At that convention the guest of honor interview was in a smallish room, and the line for signings wasn’t very long, even by ’97 all his work was out of print, although he was still trying to keep his magazine, Tomorrow, going, and republishing a lot of his own stuff there, both in print and on its primitive website. Joe Mayhew was doing the interviewing and didn’t ask very good questions, belying a lack of knowledge of Budrys’s work, but it didn’t matter. I specifically remember Budrys referring to his second novel, Man of Earth, as “one of the two or three worst books ever written”, and when asked why he stopped writing in the 60’s and went into editing, he said it was strictly because of the money. “I had four boys, and they were eating ten dollar bills for lunch.” His one regret was not winning a Hugo, Rogue Moon was nominated but didn’t win under suspicious circumstances (although it lost to Canticle for Leibowitz, hardly an unworthy alternative), and the book version of Hard Landing was disqualified because it had been previously published in F&SF, where for some reason it never got a nomination as a novella (west coast bias probably, that year’s Worldcon was in San Francisco). I also went to his reading, and got a chance to hear his prose in his own voice, and that’s still the voice I hear when I read it myself now and it seems perfectly natural. In line at the signing I was right behind Gordon Van Gelder, who had a first edition of False Night, which I didn’t acquire myself until a few years later, along with his one original hardcover, Michaelmas. Budrys, in addition to signing it, quickly went through the book to four or five specific spots and corrected the typographical errors. For the ’97 Worldcon NESFA Press produced a trade collection, for some reason called Entertainment, but it was story for story a re-hash of a previous collection. A few years later I acquired a bunch of his short stories in their first appearances in various magazines, but there is as yet no significant anthology of his work.

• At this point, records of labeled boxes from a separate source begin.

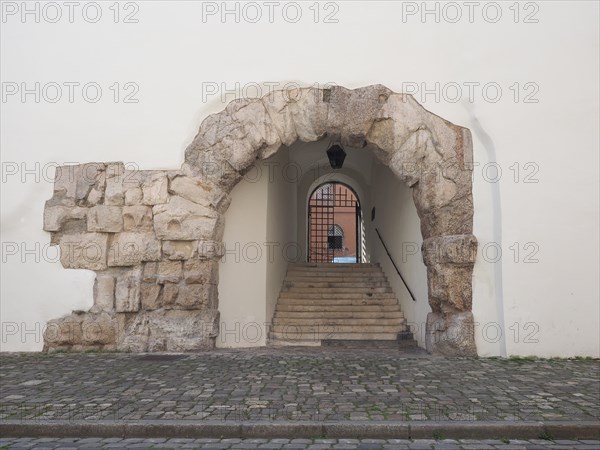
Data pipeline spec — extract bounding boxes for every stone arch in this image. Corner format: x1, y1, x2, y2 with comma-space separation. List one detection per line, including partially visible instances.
45, 85, 477, 355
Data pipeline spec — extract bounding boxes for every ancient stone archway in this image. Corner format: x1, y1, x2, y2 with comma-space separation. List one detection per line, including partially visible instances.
44, 85, 477, 355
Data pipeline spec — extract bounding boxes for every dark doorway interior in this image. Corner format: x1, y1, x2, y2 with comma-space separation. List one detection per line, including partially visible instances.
308, 182, 363, 263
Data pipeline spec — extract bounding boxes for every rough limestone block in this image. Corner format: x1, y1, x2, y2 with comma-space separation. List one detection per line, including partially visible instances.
108, 231, 161, 266
183, 259, 219, 284
198, 240, 225, 259
156, 261, 183, 283
75, 163, 105, 206
85, 171, 106, 206
123, 205, 153, 232
44, 205, 88, 231
54, 165, 79, 200
59, 233, 108, 270
141, 283, 161, 311
124, 186, 144, 206
262, 90, 298, 146
163, 241, 198, 260
327, 85, 392, 148
142, 262, 158, 283
118, 309, 219, 352
153, 196, 218, 241
286, 88, 329, 142
422, 234, 477, 266
115, 267, 142, 312
169, 174, 231, 213
87, 205, 123, 233
141, 172, 169, 205
91, 274, 115, 312
169, 175, 214, 206
104, 163, 125, 206
425, 311, 477, 356
81, 312, 120, 347
44, 311, 122, 351
161, 283, 179, 308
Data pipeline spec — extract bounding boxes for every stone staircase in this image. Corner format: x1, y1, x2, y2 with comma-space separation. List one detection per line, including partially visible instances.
269, 263, 416, 347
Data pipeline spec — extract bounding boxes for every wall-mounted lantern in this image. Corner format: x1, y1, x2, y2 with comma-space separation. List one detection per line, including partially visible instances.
327, 143, 346, 169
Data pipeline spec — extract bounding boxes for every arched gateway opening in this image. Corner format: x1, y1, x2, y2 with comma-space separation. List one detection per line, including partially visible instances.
44, 85, 477, 355
306, 182, 365, 263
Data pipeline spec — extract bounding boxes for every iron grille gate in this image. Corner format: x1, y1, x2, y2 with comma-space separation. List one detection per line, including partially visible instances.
307, 183, 362, 263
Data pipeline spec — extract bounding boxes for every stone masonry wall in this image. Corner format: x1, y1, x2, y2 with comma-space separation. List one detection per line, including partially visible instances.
44, 85, 477, 355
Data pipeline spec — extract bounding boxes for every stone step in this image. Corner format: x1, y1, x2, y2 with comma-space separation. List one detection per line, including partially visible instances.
321, 339, 403, 349
270, 330, 398, 345
282, 286, 392, 294
275, 304, 400, 312
288, 262, 380, 270
285, 274, 388, 283
271, 324, 405, 337
275, 309, 404, 320
278, 297, 398, 306
283, 280, 389, 290
279, 291, 396, 300
286, 268, 385, 277
273, 316, 406, 326
268, 335, 321, 347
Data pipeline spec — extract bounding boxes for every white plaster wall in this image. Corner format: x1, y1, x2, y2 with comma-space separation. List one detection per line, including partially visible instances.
0, 1, 600, 356
216, 153, 296, 348
364, 164, 431, 347
264, 148, 301, 332
216, 164, 269, 347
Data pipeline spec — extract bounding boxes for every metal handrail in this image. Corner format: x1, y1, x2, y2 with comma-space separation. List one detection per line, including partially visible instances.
375, 228, 417, 302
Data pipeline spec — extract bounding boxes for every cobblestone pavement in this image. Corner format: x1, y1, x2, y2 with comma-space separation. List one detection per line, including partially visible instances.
0, 438, 600, 450
0, 348, 600, 421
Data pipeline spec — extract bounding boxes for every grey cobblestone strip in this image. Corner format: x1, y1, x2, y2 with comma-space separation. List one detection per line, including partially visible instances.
0, 348, 600, 423
0, 437, 600, 450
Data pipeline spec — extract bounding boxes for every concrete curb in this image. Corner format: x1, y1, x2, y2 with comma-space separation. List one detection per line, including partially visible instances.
0, 420, 600, 439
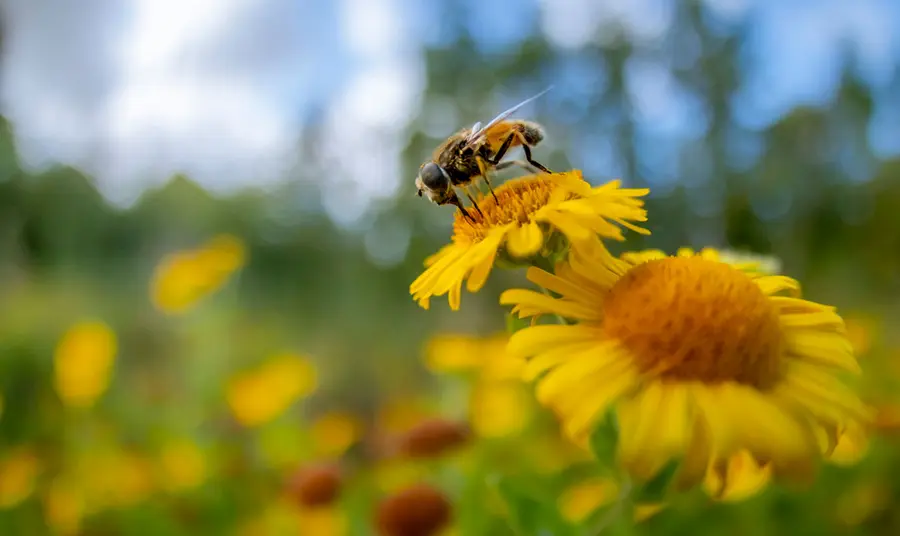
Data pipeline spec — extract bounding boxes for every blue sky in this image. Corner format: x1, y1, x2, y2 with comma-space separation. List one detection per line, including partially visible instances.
0, 0, 900, 224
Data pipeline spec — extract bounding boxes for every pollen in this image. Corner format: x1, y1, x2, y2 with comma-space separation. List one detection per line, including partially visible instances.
453, 175, 559, 243
603, 257, 782, 389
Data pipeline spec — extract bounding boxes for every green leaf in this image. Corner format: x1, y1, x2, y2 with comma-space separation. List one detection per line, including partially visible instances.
590, 407, 619, 469
633, 460, 681, 504
491, 476, 576, 536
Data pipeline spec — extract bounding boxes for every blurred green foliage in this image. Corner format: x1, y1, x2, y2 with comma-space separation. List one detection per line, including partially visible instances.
0, 4, 900, 535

That might have been the last Readercon he attended, his health was deteriorating to the extent that it’s been several years ago already that I had read in Locus that he couldn’t travel any more. He typifies the sort of midlist writer who, once he stops writing sf, doesn’t have the staying power to remain visible to new readers and has to rely on the collective efforts of those who admired his work to keep him from fading into obscurity. I’ve been going to conventions long enough now that the list of writers I got to see but can no longer look forward to seeing again is getting to be nearly as long as the list of those who died before I got there. So I can’t eulogize everyone, it’s too depressing, but Budrys has a special place in the pantheon and deserves to be remembered.